XIII reprend du service

J’étais à la librairie du coin, mardi, en train de feuilleter le quatrième tome fraîchement arrivé de XIII Mystery, série dérivée de la désormais bande dessinée culte XIII, quand le libraire a déposé une pile d’un nouveau titre à côté de moi. Je n’avais pas aussitôt mis les yeux dessus que j’ai lancé : « Les pourris ! Ils continuent ! »

Par Philippe Rezzonico

Il faut quand même noter que la désignation de « pourris » était assortie d’un éclat de rire. Cela a fait sourire le libraire. Mais ma surprise, elle, était totale.

Même logo emblématique de XIII sur le recto… Couverture encore une fois dessinée par William Vance… Mais au-dessus du titre (Le jour du Mayflower) on ne voyait pas les noms des créateurs, Vance et Jean Van Hamme, mais ceux de Youri Jigounov – le dessinateur de la série Alpha – et de Yves Sente – scénariste pour la reprise de Blake et Mortimer.

Même concept, ici. Après que Van Hamme et Vance eurent trimbalé en tous sens l’amnésique le plus célèbre de la BD franco-belge durant 23 ans (1984-2007), une autre équipe prend le relais du titre sous la supervision des créateurs.

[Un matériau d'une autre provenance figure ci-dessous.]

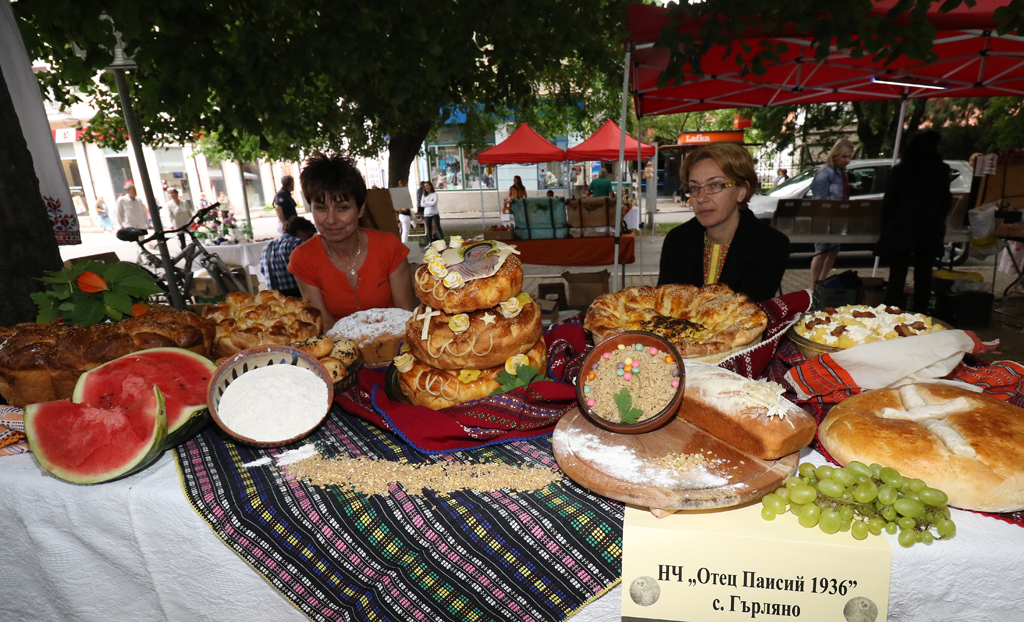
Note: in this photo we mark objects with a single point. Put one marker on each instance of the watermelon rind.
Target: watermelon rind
(78, 434)
(183, 420)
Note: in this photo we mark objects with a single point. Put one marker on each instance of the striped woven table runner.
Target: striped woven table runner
(470, 555)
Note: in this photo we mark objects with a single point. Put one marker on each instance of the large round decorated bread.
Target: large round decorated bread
(437, 388)
(966, 444)
(245, 321)
(468, 277)
(43, 363)
(704, 322)
(478, 339)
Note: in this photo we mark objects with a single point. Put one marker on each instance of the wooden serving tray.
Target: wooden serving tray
(626, 467)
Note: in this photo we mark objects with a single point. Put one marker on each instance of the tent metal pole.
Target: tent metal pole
(899, 127)
(615, 282)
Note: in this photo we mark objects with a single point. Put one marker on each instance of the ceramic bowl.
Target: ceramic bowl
(630, 339)
(811, 348)
(263, 356)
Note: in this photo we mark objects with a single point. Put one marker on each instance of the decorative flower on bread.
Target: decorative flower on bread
(437, 268)
(511, 307)
(453, 281)
(513, 362)
(459, 323)
(403, 362)
(469, 375)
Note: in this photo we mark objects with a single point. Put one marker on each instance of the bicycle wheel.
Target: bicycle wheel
(222, 277)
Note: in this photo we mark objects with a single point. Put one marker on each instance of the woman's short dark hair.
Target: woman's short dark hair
(334, 175)
(735, 162)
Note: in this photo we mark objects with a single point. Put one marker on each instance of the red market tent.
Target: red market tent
(524, 146)
(604, 144)
(973, 61)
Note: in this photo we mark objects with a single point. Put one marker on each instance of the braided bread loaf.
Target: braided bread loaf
(43, 363)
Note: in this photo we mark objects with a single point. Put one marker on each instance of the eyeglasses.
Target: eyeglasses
(710, 189)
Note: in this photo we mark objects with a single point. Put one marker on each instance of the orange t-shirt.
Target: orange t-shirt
(385, 253)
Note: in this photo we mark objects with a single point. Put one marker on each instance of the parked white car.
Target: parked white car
(867, 180)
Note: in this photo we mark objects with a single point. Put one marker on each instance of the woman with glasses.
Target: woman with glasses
(724, 242)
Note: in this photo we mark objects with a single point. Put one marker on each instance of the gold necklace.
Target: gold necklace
(336, 260)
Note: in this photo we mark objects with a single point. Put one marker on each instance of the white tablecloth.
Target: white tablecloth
(134, 549)
(246, 255)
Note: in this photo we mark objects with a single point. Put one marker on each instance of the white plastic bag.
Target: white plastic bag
(983, 241)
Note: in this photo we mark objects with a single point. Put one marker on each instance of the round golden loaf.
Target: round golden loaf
(439, 388)
(473, 294)
(245, 321)
(980, 467)
(43, 363)
(488, 340)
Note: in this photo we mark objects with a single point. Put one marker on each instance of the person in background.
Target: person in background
(103, 215)
(517, 190)
(404, 217)
(913, 219)
(284, 204)
(346, 268)
(601, 187)
(130, 211)
(724, 242)
(273, 259)
(830, 182)
(781, 175)
(431, 215)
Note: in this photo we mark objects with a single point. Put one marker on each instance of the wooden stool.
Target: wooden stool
(558, 289)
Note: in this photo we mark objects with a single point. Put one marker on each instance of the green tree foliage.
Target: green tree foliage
(334, 75)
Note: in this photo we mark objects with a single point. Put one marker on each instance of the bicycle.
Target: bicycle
(182, 262)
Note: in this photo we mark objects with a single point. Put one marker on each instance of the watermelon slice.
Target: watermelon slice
(91, 444)
(181, 375)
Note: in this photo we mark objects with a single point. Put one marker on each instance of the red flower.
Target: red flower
(91, 283)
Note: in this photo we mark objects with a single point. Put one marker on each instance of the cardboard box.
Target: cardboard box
(585, 287)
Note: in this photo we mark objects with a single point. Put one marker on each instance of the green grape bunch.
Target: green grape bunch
(862, 500)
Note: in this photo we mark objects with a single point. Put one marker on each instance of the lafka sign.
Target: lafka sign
(712, 136)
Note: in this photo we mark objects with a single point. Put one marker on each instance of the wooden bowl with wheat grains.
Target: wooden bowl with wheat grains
(652, 376)
(269, 396)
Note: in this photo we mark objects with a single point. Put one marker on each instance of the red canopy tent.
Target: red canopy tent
(524, 146)
(604, 143)
(974, 60)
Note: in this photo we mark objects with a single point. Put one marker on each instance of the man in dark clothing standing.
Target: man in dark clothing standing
(283, 202)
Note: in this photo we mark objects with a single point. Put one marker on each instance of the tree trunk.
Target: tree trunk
(402, 148)
(28, 246)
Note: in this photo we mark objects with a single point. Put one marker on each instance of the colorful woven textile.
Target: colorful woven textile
(470, 555)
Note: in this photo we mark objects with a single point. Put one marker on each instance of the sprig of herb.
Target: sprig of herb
(113, 291)
(627, 412)
(524, 374)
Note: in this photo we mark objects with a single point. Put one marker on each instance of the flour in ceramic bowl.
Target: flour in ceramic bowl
(273, 403)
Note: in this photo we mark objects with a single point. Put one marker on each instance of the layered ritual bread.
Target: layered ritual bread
(268, 318)
(378, 332)
(855, 324)
(473, 323)
(43, 363)
(750, 415)
(710, 322)
(967, 444)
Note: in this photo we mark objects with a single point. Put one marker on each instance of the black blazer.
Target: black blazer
(754, 265)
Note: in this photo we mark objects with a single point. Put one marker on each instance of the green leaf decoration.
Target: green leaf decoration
(627, 413)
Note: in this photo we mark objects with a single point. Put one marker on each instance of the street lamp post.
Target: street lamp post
(121, 63)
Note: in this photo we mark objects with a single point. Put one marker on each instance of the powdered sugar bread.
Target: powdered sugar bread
(378, 332)
(751, 415)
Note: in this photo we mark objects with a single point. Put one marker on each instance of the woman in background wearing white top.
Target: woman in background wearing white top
(431, 215)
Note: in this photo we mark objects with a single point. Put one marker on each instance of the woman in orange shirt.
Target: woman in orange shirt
(346, 268)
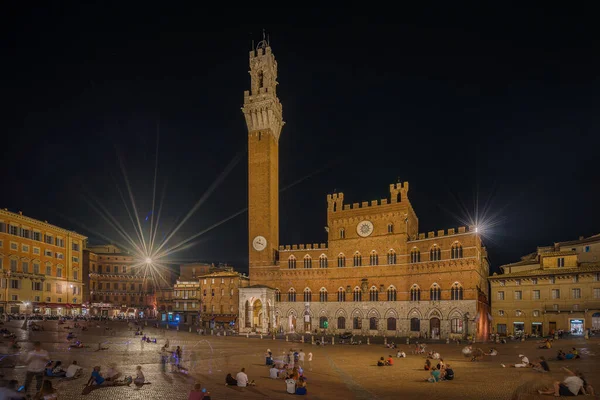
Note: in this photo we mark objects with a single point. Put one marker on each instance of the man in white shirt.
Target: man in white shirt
(273, 372)
(36, 365)
(73, 371)
(301, 357)
(571, 386)
(242, 378)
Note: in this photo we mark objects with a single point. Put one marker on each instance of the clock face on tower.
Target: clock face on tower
(364, 228)
(259, 243)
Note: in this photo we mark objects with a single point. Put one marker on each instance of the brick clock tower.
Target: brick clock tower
(263, 114)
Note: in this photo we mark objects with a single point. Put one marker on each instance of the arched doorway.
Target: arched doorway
(257, 314)
(292, 323)
(596, 321)
(434, 328)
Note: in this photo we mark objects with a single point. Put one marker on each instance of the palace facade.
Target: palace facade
(40, 265)
(555, 288)
(375, 275)
(116, 286)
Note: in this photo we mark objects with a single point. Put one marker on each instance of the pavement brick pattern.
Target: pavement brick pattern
(338, 372)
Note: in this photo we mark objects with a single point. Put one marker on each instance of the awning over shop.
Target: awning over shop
(223, 318)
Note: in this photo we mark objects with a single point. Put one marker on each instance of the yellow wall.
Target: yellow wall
(41, 266)
(545, 310)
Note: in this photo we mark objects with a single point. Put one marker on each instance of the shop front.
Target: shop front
(536, 328)
(577, 326)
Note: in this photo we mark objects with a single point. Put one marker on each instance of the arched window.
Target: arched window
(435, 253)
(456, 292)
(323, 295)
(456, 325)
(260, 79)
(373, 294)
(323, 323)
(456, 250)
(357, 259)
(292, 262)
(292, 295)
(373, 258)
(415, 255)
(435, 293)
(391, 257)
(307, 261)
(323, 261)
(373, 321)
(392, 293)
(391, 324)
(307, 295)
(415, 324)
(415, 293)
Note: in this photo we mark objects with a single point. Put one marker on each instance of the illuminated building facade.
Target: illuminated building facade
(41, 267)
(555, 288)
(376, 275)
(117, 288)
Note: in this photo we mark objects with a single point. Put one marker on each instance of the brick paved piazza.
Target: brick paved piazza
(338, 372)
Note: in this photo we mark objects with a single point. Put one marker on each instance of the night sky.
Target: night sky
(494, 107)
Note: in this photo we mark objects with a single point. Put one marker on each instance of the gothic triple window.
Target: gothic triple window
(435, 254)
(307, 295)
(415, 293)
(392, 294)
(291, 295)
(435, 293)
(415, 255)
(456, 250)
(373, 294)
(456, 292)
(323, 261)
(373, 258)
(307, 261)
(292, 262)
(391, 257)
(323, 295)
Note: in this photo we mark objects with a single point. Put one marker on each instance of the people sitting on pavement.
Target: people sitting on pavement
(301, 387)
(427, 365)
(449, 373)
(570, 386)
(541, 365)
(523, 364)
(435, 376)
(74, 371)
(230, 380)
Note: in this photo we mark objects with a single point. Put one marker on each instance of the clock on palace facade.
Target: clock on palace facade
(259, 243)
(364, 228)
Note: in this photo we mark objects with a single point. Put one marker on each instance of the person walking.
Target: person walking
(36, 364)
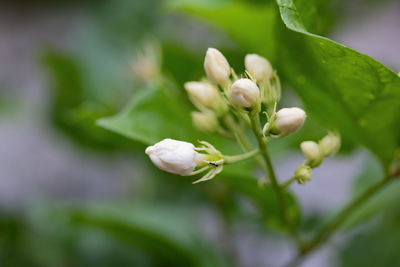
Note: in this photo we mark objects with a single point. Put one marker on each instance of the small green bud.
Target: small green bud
(303, 173)
(205, 95)
(217, 67)
(205, 122)
(245, 93)
(259, 68)
(330, 144)
(312, 152)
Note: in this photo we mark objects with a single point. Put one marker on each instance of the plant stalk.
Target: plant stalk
(241, 157)
(262, 144)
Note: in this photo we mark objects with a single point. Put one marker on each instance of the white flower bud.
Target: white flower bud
(174, 156)
(205, 122)
(217, 67)
(258, 67)
(245, 93)
(330, 144)
(312, 152)
(303, 173)
(289, 120)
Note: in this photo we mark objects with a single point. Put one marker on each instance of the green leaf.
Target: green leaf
(168, 234)
(152, 115)
(386, 199)
(255, 31)
(341, 88)
(376, 246)
(264, 199)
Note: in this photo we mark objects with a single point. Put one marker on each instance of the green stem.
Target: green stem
(326, 232)
(241, 157)
(262, 144)
(288, 182)
(241, 139)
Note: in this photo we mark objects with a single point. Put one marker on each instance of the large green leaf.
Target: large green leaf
(168, 234)
(264, 198)
(152, 115)
(341, 88)
(255, 31)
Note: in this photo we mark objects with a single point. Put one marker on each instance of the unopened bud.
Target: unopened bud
(289, 120)
(205, 122)
(312, 152)
(330, 144)
(204, 94)
(245, 93)
(303, 173)
(175, 156)
(259, 68)
(217, 67)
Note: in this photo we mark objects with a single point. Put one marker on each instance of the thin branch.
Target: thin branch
(256, 128)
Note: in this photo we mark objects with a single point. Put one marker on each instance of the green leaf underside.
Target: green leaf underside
(264, 198)
(341, 88)
(152, 115)
(251, 26)
(166, 234)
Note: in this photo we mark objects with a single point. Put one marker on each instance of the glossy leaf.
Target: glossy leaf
(341, 88)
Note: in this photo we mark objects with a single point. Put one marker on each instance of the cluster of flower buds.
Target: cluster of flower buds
(226, 102)
(315, 153)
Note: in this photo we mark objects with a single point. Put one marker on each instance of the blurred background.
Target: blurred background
(75, 194)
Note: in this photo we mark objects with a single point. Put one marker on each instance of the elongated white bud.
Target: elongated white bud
(245, 93)
(217, 67)
(312, 152)
(205, 122)
(330, 144)
(174, 156)
(259, 68)
(289, 120)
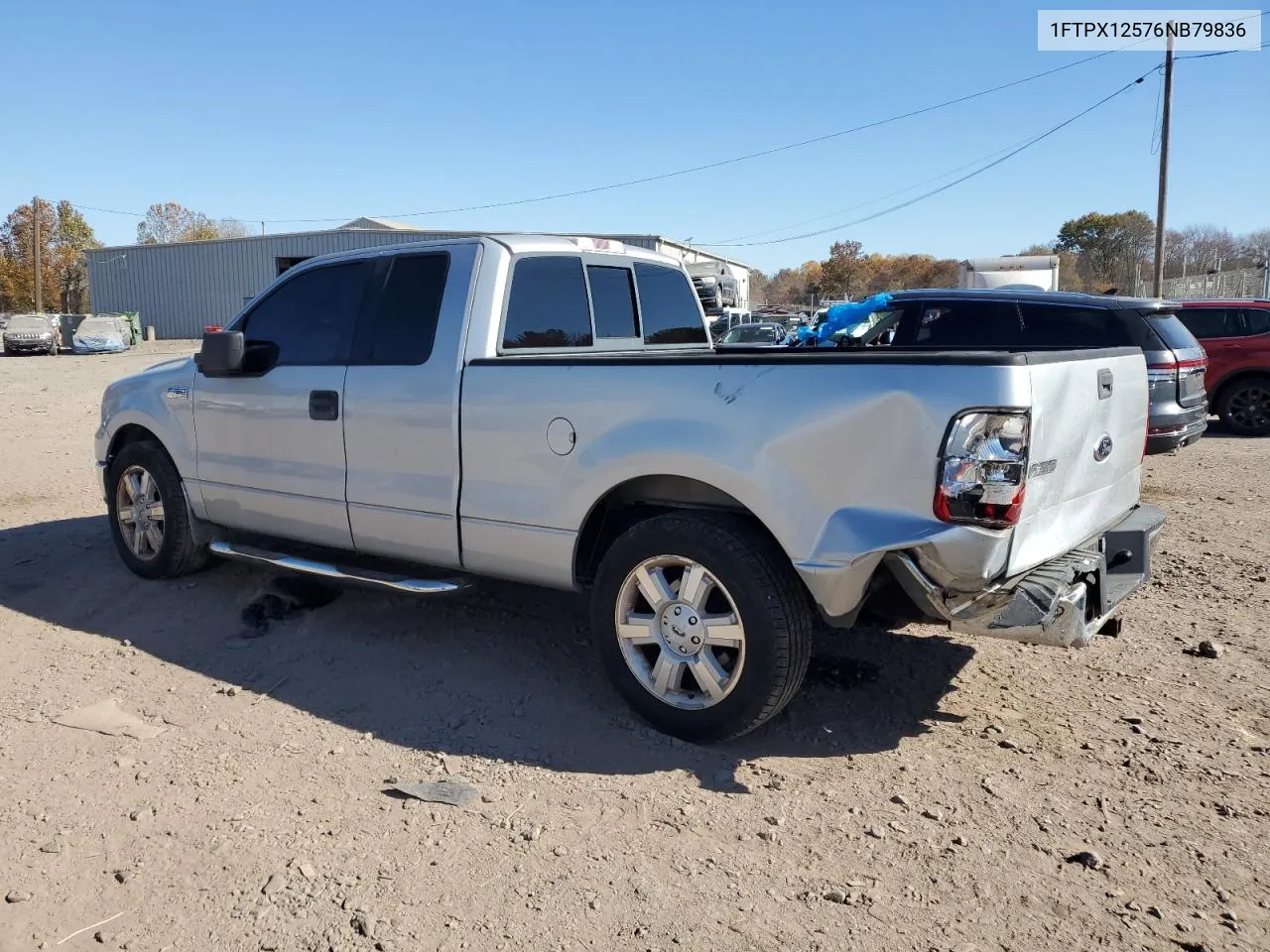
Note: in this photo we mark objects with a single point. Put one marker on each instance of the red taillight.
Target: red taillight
(983, 470)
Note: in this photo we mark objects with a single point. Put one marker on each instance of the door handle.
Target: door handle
(322, 405)
(1105, 381)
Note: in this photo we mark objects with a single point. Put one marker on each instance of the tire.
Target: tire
(167, 546)
(1245, 407)
(756, 658)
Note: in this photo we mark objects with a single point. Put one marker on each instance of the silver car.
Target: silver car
(32, 334)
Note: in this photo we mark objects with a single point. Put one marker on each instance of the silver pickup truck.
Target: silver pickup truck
(550, 411)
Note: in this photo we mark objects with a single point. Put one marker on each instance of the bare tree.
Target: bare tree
(171, 221)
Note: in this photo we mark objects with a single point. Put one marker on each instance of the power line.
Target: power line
(880, 198)
(1030, 143)
(705, 167)
(676, 173)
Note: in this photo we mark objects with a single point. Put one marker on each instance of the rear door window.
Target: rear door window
(668, 306)
(548, 304)
(409, 304)
(1056, 325)
(964, 324)
(1207, 322)
(612, 296)
(1256, 320)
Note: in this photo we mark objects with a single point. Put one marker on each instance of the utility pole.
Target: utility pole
(1164, 162)
(35, 249)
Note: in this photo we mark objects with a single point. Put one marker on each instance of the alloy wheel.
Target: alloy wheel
(1250, 408)
(139, 509)
(680, 633)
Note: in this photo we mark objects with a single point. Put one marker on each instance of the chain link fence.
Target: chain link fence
(1238, 284)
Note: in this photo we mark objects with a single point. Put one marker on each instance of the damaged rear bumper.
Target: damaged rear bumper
(1065, 602)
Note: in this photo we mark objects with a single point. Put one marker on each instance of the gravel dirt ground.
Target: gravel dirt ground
(922, 792)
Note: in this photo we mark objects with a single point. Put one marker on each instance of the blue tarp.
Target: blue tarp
(108, 343)
(839, 317)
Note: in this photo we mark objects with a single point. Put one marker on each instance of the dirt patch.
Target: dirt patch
(922, 792)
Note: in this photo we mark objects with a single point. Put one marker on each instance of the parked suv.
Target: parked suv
(1037, 320)
(1236, 334)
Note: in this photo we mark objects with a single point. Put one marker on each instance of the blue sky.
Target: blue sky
(333, 109)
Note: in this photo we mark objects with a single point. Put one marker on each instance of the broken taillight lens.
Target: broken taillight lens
(983, 470)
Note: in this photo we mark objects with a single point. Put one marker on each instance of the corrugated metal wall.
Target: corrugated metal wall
(185, 287)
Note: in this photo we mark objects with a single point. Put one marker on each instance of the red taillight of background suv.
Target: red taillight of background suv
(1236, 335)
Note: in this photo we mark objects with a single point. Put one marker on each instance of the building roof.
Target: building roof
(366, 223)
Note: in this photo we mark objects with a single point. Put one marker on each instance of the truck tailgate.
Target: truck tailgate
(1088, 424)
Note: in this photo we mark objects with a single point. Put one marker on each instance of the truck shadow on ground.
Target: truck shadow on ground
(499, 671)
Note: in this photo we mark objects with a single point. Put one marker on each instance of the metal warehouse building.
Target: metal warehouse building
(185, 287)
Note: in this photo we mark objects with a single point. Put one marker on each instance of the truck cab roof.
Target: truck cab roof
(1035, 295)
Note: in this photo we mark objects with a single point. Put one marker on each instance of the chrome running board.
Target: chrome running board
(325, 570)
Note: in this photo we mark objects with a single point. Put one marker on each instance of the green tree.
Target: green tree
(1111, 248)
(64, 236)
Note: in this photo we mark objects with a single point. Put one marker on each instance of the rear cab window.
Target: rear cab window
(1211, 321)
(1170, 330)
(1072, 326)
(960, 324)
(595, 303)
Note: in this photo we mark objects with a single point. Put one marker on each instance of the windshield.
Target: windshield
(28, 322)
(861, 329)
(751, 334)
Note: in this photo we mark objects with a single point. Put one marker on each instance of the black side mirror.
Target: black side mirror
(221, 354)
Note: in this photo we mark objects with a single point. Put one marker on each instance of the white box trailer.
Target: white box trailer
(1010, 272)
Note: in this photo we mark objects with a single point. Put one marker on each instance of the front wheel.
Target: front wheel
(149, 518)
(701, 625)
(1245, 407)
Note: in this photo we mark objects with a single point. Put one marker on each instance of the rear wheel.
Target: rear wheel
(149, 518)
(701, 625)
(1245, 407)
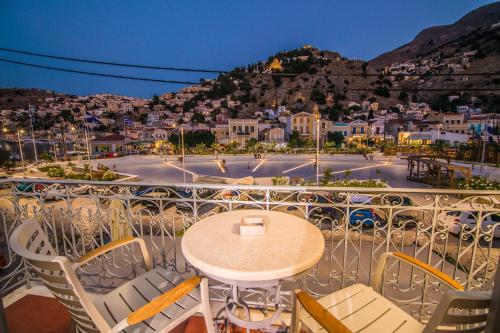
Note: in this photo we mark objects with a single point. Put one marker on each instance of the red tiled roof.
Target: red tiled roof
(113, 137)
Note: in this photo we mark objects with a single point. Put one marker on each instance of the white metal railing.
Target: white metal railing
(452, 230)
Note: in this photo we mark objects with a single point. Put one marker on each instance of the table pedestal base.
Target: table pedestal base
(233, 302)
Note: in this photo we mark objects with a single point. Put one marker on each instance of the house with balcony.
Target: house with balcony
(342, 128)
(242, 130)
(221, 132)
(274, 135)
(106, 268)
(113, 145)
(358, 130)
(303, 122)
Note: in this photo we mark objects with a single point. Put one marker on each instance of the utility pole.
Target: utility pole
(21, 148)
(30, 107)
(483, 137)
(317, 116)
(54, 145)
(63, 132)
(183, 155)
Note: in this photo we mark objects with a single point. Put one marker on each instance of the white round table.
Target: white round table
(290, 245)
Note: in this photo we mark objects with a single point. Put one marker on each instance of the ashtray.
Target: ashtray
(252, 226)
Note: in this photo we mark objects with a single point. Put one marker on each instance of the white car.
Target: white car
(466, 220)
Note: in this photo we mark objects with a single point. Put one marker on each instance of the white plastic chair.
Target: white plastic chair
(360, 308)
(156, 301)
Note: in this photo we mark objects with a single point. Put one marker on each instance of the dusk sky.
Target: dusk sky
(201, 34)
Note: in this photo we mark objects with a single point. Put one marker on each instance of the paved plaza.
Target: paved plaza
(155, 169)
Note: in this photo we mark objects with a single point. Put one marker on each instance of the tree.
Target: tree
(370, 114)
(191, 139)
(382, 91)
(156, 100)
(197, 118)
(403, 96)
(327, 176)
(335, 137)
(46, 157)
(5, 161)
(294, 140)
(318, 97)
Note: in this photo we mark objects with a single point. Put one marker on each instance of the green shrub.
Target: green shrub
(46, 168)
(109, 176)
(57, 172)
(280, 180)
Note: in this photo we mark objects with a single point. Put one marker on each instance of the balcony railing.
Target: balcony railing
(448, 229)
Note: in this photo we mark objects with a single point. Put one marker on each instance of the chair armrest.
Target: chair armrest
(320, 314)
(113, 245)
(444, 278)
(157, 304)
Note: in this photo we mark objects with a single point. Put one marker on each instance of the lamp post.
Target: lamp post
(317, 117)
(33, 134)
(183, 155)
(88, 150)
(75, 133)
(182, 149)
(19, 132)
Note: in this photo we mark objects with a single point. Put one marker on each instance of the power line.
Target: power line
(192, 83)
(96, 74)
(99, 62)
(216, 71)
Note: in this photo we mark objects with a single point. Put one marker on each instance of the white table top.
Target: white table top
(290, 246)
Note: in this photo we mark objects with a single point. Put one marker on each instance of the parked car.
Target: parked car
(367, 216)
(403, 215)
(466, 220)
(29, 187)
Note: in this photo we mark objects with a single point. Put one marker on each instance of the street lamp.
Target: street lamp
(183, 155)
(317, 117)
(19, 132)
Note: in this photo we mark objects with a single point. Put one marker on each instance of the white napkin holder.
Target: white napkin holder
(252, 226)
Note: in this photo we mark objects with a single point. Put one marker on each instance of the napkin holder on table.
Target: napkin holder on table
(252, 226)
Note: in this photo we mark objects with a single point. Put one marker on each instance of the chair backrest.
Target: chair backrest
(56, 272)
(460, 311)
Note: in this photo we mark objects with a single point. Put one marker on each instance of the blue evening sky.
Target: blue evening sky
(205, 34)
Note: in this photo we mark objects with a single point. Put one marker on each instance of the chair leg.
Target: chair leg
(205, 306)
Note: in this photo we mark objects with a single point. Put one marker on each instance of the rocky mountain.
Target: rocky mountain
(20, 98)
(434, 37)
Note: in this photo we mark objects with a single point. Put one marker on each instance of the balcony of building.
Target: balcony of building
(457, 233)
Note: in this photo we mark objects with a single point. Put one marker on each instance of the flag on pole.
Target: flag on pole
(91, 119)
(128, 122)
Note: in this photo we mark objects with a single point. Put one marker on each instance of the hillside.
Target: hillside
(432, 38)
(304, 76)
(19, 98)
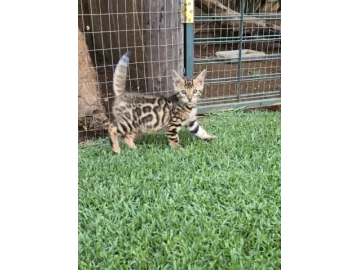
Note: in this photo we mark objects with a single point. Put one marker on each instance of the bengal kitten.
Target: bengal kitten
(136, 113)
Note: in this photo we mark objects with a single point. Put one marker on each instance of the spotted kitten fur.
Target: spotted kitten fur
(136, 114)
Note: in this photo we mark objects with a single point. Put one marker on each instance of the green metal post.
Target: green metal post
(189, 49)
(187, 17)
(240, 48)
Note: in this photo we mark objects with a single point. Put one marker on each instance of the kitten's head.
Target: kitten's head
(188, 90)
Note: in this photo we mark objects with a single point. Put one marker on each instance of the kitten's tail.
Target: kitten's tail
(120, 74)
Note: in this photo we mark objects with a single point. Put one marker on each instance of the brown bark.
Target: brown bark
(90, 110)
(252, 27)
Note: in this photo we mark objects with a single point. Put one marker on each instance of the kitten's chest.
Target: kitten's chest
(189, 116)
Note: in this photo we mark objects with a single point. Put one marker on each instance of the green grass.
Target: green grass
(215, 205)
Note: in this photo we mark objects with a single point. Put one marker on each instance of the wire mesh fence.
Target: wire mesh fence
(222, 30)
(153, 32)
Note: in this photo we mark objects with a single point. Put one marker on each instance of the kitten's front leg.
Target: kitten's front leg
(199, 132)
(172, 133)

Évidemment, si j’avais visité le site web officiel de la série, j’aurais su que XIII allait repartir au charbon. Mais depuis que ce site existe, je l’ai toujours évité comme la peste durant la parution à peu près annuelle des albums originaux, histoire de ne pas apprendre à l’avance un élément qui aurait pu gâcher ma surprise à la lecture. Et depuis que la série était officiellement terminée, je n’avais aucune raison d’y retourner.

Pourtant, j’aurais dû m’en douter. On ne délaisse pas une telle mine d’or. C’est d’ailleurs la raison d’être de XIII Mystery, série prequel qui met en vedette tous les personnages majeurs qui ont gravité autour de XIII durant 23 ans, mais avant qu’il ne parvienne dans leur quotidien.

Si vous connaissez cette BD, vous savez tout ça. Mais si vous avez amorcé cette lecture sans savoir de quoi il retourne, mon étonnement rapporté plus haut doit vous paraître suspect. Encore un truc que Rezzonico et deux trois autres copains ciblés sont les seuls à aimer, devez-vous vous dire… Que non.

XIII c’est l’eldorado de la bande dessinée européenne depuis un quart de siècle. Une série dont les tirages ont fait époque. Durant la décennie qui a précédé la «fin» de la série, chaque nouvelle parution était écoulée à 400, 000 exemplaires. Et pour ce retour après quatre ans d’absence, pas moins d’un demi million d’exemplaires ont été imprimés !

Histoire de vous situer, la Monnaie de Paris sortira un coffret « collector » – comme disent nos cousins français – à tirage limité du dernier-né. Sans compter les éditions de luxe du récent passé toujours disponibles, les produits dérivés, le jeu vidéo, etc. Une mine d’or…

Selon Vance, qui a dessiné quatre pages à l’intérieur du tome 20 qu’on ne pensait jamais voir naître, cette relance devrait durer le temps de quatre albums. Toujours risqué, une telle prédiction. Surtout quand on sait que la série originale aurait pu être écourtée de quelques titres.

Bien foutu

N’empêche, cette relance s’amorce bien. Le dessin de Jigounov a une précision similaire à celui de Vance, qui cadre bien avec le milieu glacial de l’espionnage. Et il est même plus détaillé. Au plan visuel, pas de rupture nette, donc. Quant à Sente, il a replongé XIII dans une intrigue où les cadavres s’accumulent au même rythme effréné que naguère. Nous sommes en terrain connu.

Petit velours, le Québec a reçu l’album quelques jours avant la France, où il est attendu vendredi (18 novembre). Probablement à cause du Salon du livre de Montréal qui s’est amorcé mercredi.

Et dites-vous que si je ne révèle rien de l’intrigue – ni celles des albums du passé -, c’est qu’il s’agit de l’essence même de cette série. Durant près d’un quart de siècle, nous avons suivi pas à pas un amnésique qui apprenait de quoi son passé explosif était façonné. On ne veut gâcher le plaisir de personne.

Mais les abonnés à perpète à cette série, même si nous sommes aussi heureux qu’un fan des Beatles qui entendrait une version inédite d’un classique du Fab Four, nous savons fort bien que l’on va se remettre à agoniser durant les longues attentes entre les parutions d’albums.